11年の地上アナログ放送の停波によるテレビの買い替え期には、高画質や多機能を求めるマニア層から高い支持を集めた大人気ブランドだ。

しかし、15年に発覚した同社の不正会計疑惑のあおりを受け、テレビ事業を手掛ける東芝映像ソリューションは、18年に中国のハイセンスグループに売却された。
大手国内メーカーの事業が分割され、海外メーカーに買収されていくその姿は、台湾・鴻海科技集団によるシャープの買収と並んで、家電メーカーの落日の象徴として語られることもあった。
しかし、レグザブランドはハイセンス傘下となった後、販売網の混乱などで一時的にシェアが落ちたもの、結果的に大きく飛躍。トップシェアに届くところまで業績を回復しているのだ。

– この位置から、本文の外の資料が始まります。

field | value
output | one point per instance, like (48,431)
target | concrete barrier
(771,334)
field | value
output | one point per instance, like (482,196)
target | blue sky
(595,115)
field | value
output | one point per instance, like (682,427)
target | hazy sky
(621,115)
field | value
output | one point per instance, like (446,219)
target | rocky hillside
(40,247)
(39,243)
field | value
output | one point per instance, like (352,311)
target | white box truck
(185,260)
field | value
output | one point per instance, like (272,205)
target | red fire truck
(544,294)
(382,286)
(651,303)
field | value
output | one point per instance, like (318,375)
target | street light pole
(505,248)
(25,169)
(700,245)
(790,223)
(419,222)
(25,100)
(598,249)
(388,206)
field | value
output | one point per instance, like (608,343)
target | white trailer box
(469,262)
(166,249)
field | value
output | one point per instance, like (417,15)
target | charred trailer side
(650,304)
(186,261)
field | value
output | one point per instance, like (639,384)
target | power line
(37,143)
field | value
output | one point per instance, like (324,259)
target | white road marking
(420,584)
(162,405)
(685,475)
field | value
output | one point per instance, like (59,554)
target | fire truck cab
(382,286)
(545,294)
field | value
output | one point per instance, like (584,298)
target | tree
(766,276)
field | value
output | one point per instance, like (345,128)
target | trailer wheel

この状況が大きく変わるのが15年だ。東芝本社で発覚した不正会計疑惑により、家電事業全体も窮地に立たされる。
テレビ事業は、家電全般を担当していた子会社である東芝ライフスタイルから分割され、東芝映像ソリューションとなり、その後17年11月に中国のハイセンスグループへ発行株式の95%が売却された。

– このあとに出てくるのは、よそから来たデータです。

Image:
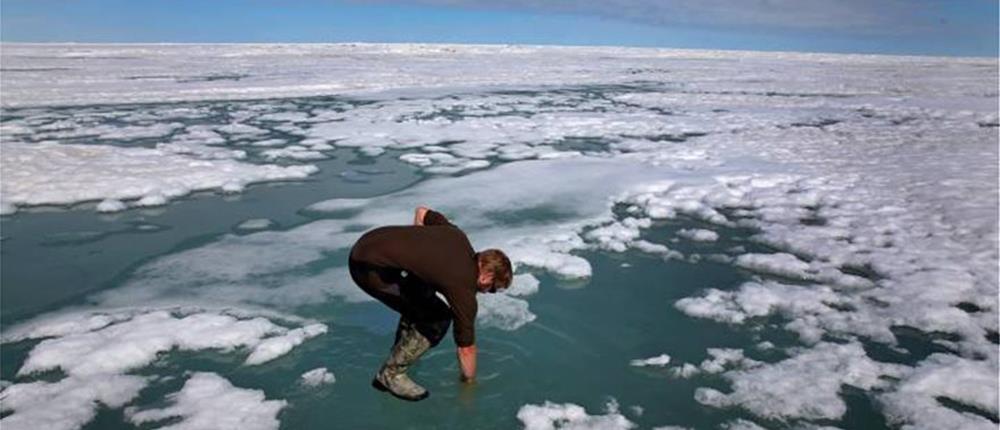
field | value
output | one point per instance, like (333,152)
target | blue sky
(930,27)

 東芝のネガティブな報道が連日続き、会社の先行きも不透明になったことなどで、レグザの人気も急速に低下していく。シェアは最終的に12〜13%まで下落したそうだ。

 また体制の変更に伴って、商流も変更。東芝時代は、販売会社を通して製品を量販店へ卸していたが、ハイセンスグループになったことで、
販売体制の見直しも迫られた。量販店から見ると口座や取引先が変更になったことで、ここでも混乱が発生。これもシェア下落の一因となった。

 しかし中国市場ナンバーワン、世界市場4位のハイセンスグループの傘下に入ることは決してマイナスではなかった。

 「我々は、世界市場で戦うハイセンスグループに、レグザの技術力はすごいと認められて入ったと思っています。買収に当たって東芝へ戻った社員もいますが、
映像づくりのキーマンは全員残っていますので、基本的に開発力は変わっていません。むしろ、ハイセンスグループ入りしたことで加速しています」(本村さん)

 最も大きいのは調達コストだ。世界シェアには名を連ねなかった東芝1社での調達力と、世界トップクラスの調達力はレベルが違ったと本村さんは語る。
さらに製品開発で最もコストがかかる金型へ投資もハイセンスと共有でき、テレビの組み立てもハイセンスの最新鋭工場が使えるなど、メリットは多かった。

 「レグザブランドの製品はすべてオリジナルデザインです。ただベースの金型などは、ハイセンスのものを使うこともあります。
例えば77インチの有機ELテレビのような高額商品は、販売数はそれほどないのに、金型だけで数億円かかります。つまり、日本国内の販売だけだと作れません。
それがハイセンスグループの金型として、我々も使えるのです」(本村さん)

 さらハイセンスがテレビを主力にするメーカーだったため、映像に対する投資を惜しみなく行う点も大きく奏功した。それを象徴するのが、
CES 2022で発表した新開発の映像プロセッサ・レグザエンジン「ZR α」だ。本村さんによると、この映像プロセッサの開発には3年以上の期間と数十億円のコストが掛かっているという。